The authors compare the performance of different model fine-tuning approaches across multiple benchmarks, including AIME, HLE, and SOOHAK. Results show that the proposed method consistently improves over the base models and the DASD baseline, with the most significant gains observed on research-level benchmarks. The improvements are more pronounced in smaller models, while the DASD method performs better on the easier AIME benchmark. The proposed method outperforms both the base models and the DASD baseline on research-level benchmarks. Smaller models show greater improvement from the proposed method compared to larger models. The DASD baseline performs better than the proposed method on the easier AIME benchmark.

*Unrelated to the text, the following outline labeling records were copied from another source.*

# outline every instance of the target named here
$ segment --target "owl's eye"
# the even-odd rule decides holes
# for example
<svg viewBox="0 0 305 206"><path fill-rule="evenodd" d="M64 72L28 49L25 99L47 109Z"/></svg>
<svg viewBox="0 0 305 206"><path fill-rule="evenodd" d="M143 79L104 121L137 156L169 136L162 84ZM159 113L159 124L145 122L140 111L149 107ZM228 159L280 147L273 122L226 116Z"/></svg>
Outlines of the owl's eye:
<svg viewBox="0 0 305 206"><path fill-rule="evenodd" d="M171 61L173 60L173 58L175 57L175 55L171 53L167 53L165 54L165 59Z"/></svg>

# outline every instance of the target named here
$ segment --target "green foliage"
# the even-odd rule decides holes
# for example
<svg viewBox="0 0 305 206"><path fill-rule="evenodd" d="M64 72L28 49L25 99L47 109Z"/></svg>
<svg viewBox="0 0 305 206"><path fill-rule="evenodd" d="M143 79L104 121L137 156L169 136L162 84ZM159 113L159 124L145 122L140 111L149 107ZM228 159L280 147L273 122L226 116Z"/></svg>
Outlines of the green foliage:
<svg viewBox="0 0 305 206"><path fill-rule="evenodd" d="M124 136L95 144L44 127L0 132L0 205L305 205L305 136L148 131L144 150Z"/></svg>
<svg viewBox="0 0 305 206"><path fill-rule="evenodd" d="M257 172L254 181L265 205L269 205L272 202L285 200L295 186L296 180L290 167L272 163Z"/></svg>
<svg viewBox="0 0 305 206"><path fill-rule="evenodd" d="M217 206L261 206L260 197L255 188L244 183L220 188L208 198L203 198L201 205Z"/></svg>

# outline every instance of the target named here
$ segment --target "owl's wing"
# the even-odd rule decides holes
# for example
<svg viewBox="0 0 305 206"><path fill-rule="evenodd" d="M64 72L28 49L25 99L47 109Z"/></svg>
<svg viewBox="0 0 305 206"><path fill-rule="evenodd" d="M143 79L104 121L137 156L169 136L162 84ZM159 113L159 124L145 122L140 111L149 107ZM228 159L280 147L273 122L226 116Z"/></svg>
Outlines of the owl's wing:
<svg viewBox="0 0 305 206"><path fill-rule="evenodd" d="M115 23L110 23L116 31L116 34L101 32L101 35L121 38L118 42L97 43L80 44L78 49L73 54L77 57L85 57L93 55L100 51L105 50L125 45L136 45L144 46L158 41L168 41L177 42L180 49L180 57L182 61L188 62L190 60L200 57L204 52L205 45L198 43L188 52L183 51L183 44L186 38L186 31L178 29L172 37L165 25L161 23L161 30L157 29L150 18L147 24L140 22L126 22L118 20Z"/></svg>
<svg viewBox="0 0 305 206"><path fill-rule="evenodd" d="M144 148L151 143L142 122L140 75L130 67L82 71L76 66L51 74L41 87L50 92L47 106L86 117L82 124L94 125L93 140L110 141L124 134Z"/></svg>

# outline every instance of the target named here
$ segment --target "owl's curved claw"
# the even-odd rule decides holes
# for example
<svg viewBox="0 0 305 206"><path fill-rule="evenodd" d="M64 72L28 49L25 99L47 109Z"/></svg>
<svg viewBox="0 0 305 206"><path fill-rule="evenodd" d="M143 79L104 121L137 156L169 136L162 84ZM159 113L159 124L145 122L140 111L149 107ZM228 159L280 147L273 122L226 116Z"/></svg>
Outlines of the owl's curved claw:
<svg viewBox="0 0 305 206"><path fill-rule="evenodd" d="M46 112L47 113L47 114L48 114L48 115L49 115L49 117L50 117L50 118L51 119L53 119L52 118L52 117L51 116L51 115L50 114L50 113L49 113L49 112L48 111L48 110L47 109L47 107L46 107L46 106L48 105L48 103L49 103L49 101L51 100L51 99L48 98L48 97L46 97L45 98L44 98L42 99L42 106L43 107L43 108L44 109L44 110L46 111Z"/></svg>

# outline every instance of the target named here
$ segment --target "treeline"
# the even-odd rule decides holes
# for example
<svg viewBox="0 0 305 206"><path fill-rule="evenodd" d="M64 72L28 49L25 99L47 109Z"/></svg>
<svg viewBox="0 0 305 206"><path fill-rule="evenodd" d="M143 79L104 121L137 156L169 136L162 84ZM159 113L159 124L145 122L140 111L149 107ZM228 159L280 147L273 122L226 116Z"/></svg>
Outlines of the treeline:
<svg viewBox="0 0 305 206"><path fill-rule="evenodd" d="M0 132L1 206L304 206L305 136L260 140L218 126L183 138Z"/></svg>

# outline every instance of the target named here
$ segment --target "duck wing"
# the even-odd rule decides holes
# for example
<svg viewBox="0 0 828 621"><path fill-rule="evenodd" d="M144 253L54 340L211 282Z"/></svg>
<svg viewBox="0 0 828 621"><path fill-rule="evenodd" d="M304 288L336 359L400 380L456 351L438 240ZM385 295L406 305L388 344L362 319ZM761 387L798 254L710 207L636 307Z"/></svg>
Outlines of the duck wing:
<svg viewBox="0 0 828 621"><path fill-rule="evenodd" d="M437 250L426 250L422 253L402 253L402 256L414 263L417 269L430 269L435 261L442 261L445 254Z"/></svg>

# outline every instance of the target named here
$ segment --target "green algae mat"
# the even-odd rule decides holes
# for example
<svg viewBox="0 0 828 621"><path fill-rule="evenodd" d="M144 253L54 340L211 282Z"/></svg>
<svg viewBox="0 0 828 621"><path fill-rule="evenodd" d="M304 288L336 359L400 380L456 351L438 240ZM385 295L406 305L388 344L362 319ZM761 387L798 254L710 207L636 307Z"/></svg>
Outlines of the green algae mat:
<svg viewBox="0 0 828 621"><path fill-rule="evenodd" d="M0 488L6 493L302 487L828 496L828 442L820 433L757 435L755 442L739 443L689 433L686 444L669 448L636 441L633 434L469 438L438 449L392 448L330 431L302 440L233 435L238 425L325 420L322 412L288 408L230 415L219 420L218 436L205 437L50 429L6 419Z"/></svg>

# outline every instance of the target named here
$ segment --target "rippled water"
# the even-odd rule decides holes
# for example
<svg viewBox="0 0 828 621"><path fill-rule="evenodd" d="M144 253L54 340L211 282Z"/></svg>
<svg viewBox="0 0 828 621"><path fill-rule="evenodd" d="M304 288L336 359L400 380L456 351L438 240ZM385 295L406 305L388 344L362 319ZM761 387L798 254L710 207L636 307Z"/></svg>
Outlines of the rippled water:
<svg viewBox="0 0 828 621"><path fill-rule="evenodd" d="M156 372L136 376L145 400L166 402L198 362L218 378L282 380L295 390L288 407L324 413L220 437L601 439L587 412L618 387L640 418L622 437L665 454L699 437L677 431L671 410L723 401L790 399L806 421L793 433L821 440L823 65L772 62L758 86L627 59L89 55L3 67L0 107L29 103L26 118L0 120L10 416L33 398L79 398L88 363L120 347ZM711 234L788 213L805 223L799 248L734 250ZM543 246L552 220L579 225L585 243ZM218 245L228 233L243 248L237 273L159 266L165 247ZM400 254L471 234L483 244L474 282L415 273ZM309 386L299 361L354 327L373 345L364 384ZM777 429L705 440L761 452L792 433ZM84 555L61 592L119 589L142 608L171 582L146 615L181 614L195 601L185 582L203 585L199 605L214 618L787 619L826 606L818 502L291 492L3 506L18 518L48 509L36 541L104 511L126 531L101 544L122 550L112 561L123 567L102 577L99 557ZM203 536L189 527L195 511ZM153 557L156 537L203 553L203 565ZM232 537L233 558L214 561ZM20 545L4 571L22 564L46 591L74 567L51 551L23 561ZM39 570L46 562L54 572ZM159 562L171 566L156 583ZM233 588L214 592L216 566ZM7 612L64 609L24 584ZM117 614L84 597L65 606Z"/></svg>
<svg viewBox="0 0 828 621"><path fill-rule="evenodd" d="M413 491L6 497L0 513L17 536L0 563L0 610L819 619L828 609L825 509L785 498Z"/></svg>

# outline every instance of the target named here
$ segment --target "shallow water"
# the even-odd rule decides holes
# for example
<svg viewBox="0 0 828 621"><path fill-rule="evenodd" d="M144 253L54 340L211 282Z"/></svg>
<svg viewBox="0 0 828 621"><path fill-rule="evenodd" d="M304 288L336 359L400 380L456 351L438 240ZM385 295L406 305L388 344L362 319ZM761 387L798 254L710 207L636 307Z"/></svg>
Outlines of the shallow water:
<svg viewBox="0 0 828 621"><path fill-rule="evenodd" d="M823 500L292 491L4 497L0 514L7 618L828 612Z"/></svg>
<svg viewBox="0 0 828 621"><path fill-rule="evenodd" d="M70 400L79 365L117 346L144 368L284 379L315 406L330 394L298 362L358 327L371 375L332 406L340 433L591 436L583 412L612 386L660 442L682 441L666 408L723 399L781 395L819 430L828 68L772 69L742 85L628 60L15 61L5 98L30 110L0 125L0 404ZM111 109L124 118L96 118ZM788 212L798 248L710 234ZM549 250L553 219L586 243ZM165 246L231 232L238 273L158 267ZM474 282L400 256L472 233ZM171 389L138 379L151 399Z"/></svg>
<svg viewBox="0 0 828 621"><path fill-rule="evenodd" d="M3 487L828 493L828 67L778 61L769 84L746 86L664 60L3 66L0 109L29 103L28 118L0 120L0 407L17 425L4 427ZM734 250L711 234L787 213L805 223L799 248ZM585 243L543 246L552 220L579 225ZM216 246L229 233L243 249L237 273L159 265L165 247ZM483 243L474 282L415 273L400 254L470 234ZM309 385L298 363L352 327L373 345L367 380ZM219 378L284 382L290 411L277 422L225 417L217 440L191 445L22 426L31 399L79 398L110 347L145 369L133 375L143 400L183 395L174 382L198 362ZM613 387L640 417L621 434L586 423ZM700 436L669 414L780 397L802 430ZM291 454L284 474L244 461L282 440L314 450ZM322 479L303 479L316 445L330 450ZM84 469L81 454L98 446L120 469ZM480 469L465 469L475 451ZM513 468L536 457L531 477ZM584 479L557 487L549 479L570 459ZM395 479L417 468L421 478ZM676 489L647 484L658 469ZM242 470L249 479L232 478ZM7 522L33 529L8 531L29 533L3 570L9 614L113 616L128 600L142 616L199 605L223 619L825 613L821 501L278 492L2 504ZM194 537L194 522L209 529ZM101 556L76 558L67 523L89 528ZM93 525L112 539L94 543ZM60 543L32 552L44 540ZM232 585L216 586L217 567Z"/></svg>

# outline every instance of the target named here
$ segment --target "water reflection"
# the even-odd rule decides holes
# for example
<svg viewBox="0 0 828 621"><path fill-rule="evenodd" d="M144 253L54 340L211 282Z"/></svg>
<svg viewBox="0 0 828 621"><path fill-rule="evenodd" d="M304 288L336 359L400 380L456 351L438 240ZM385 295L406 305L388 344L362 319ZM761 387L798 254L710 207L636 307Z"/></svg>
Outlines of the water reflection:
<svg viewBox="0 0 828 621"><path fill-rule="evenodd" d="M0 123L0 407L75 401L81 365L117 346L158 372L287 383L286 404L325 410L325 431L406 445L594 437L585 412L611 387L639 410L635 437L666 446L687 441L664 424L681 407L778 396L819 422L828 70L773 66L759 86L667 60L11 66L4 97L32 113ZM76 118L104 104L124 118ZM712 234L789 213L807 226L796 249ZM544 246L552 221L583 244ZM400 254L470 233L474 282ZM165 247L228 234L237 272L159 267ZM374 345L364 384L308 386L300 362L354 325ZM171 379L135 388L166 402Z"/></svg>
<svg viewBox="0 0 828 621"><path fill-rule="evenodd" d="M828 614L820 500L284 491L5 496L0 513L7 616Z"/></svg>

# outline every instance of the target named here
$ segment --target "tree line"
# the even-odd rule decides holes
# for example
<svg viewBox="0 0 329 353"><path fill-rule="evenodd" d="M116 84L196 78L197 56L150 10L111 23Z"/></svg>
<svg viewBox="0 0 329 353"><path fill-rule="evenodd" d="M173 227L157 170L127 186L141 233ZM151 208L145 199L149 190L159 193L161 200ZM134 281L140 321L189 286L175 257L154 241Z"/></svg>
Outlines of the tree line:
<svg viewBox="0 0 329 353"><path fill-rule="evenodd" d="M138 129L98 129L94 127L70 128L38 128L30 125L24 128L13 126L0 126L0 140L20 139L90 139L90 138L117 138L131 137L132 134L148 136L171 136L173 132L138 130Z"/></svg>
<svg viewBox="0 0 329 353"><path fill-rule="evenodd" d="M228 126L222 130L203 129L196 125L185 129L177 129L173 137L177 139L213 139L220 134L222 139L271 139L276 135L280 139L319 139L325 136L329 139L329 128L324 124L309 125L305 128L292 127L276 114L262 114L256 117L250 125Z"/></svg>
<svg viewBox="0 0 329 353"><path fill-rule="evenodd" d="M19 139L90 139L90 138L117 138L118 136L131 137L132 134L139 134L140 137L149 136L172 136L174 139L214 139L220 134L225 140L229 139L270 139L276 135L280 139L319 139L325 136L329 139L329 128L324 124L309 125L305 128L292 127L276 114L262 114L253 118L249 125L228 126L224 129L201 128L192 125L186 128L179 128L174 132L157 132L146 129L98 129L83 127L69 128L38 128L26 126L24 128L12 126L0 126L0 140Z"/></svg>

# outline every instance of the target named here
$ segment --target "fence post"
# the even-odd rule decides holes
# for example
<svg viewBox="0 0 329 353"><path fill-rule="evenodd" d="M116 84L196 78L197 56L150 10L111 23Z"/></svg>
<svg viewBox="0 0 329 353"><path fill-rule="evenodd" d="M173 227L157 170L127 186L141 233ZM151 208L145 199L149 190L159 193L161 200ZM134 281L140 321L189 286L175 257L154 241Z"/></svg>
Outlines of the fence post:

The authors evaluate multiple language models across different benchmarks, focusing on their reasoning behavior and citation patterns. Results show that newer model generations produce more citations and fake references compared to older ones, particularly on research-level problems, while also exhibiting a tendency to parrot the style of research mathematics without engaging in deeper reasoning. The analysis highlights a shift in model behavior where increased citation activity does not necessarily correlate with improved factuality or reasoning quality. Newer model generations exhibit a significant increase in citation and fake reference production compared to older versions, especially on research-level benchmarks. Models show a strong tendency to mimic the stylistic patterns of research mathematics, such as citing sources, without demonstrating genuine reasoning or lemma decomposition. The performance gains from fine-tuning on filtered reasoning trajectories suggest that even incorrect but reasonable attempts can provide useful supervision for improving model behavior.
The authors analyze model performance across different benchmarks, focusing on Elo scores in three categories: Knowledge, Novelty, and Procedural. Results show that the ResearchMath-14k benchmark consistently achieves higher scores than the other benchmarks in all categories, with the largest performance gap observed in the Knowledge category. The performance differences between benchmarks vary, with the gap being most pronounced in Knowledge and least in Procedural. ResearchMath-14k consistently outperforms other benchmarks across all three evaluation categories. The performance gap between ResearchMath-14k and other benchmarks is largest in the Knowledge category. The difference in scores among the other benchmarks is smallest in the Procedural category.
The evaluation examines large language models across multiple mathematical benchmarks to validate how model generation, citation practices, and fine-tuning methodologies affect research-level reasoning. Behavioral analysis reveals that newer models increasingly mimic academic citation styles, yet this trend masks a lack of genuine logical decomposition and frequently introduces fabricated references on complex tasks. Fine-tuning experiments demonstrate that targeted training on filtered incorrect reasoning trajectories consistently outperforms standard baselines, confirming that reasonable but flawed attempts provide valuable supervision when harmful patterns are removed. Finally, cross-benchmark comparisons establish the ResearchMath-14k dataset as the most rigorous measure of knowledge acquisition and procedural reasoning, with smaller models showing the greatest performance gains from advanced training.